Nate Silver’s latest update reveals that Trump’s fortunes have turned in his favor in every swing state, both on a monthly and weekly basis. While Harris holds a slight lead in Wisconsin and Nevada (0.3% and 0.6%, respectively), Trump’s smallest margin, in North Carolina, is 0.8%. His next smallest margin, in Georgia, is twice as wide at 1.6%. If this trend continues, Trump could be leading in Wisconsin, Michigan, and the national race by Election Day.

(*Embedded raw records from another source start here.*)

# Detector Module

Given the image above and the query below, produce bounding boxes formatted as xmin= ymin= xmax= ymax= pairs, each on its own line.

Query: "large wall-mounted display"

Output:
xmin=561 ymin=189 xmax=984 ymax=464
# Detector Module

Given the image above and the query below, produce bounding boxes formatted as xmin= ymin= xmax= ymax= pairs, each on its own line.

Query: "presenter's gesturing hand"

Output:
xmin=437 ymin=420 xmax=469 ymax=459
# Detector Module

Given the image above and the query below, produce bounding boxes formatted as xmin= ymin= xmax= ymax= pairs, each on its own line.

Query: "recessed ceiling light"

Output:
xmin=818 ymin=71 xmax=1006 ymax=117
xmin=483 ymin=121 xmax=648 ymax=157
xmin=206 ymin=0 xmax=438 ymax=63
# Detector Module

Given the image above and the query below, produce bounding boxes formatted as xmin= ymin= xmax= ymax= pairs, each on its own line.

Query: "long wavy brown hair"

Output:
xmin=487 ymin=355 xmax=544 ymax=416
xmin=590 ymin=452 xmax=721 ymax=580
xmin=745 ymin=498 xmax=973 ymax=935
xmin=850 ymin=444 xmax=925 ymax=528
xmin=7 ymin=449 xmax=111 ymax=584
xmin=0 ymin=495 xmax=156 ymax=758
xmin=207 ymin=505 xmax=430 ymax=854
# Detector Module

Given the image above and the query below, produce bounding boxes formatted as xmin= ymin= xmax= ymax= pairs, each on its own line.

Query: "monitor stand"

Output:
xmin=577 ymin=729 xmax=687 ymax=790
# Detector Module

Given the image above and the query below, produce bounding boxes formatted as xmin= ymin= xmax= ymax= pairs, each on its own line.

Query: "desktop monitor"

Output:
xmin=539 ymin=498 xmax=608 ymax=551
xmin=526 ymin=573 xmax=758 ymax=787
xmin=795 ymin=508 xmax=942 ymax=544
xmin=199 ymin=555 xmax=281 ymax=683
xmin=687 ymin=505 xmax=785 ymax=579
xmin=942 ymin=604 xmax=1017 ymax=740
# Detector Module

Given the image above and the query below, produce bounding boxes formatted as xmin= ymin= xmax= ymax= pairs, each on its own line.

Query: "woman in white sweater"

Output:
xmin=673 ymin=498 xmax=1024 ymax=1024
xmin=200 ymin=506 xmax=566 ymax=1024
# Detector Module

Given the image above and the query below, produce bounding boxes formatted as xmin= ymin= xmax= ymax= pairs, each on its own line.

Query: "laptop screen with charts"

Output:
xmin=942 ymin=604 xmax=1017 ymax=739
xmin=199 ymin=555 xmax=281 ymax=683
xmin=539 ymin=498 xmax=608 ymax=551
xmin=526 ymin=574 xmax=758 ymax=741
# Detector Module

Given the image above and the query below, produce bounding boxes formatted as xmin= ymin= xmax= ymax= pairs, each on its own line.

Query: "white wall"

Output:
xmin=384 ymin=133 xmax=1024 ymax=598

Interestingly, prediction markets have reacted more dramatically than official data. Trump now holds a comfortable double-digit lead in the prediction markets. His chances of victory stand at 61.3%, a 1.5% increase from the previous update, whereas Harris’ odds have decreased to 38.5% after a 1.7% drop, according to international platform Polymarket. The margin between them is 22.8%.
U.S.-based prediction platform Kalshi also favors Trump, with odds at 57% compared to Harris’ 43%. While lower, the margin on Kalshi is still a significant 14%.
However, it is crucial to note that prediction markets cannot replace rigorous statistical models based on reliable polling data and established methodologies. Prediction markets provide a glimpse into popular sentiment but should not be solely relied upon.
A recent report from the Wall Street Journal raises concerns about potential manipulation of election odds in prediction markets. It suggests that the increased odds favoring Trump could be a result of intentional manipulation. Analysis firm Arkham Intelligence’s CEO, Miguel Morel, believes that four accounts (Fredi9999, Theo4, PrincessCaro, and Michie) created between June and October belong to the same entity. These accounts have collectively placed around $30 million in bets, funded through the same crypto exchange, and exhibit similar betting patterns. Economist Rajiv Sethi, who co-authored a paper on a similar case of manipulation in Senator Mitt Romney’s 2012 campaign, shares Morel’s views. The Wall Street Journal also reports that Polymarket is investigating the matter.
In conclusion, it is important to remember that prediction markets are profit-driven ventures. The odds are structured to generate returns for the platform rather than providing an accurate reflection of electoral probabilities.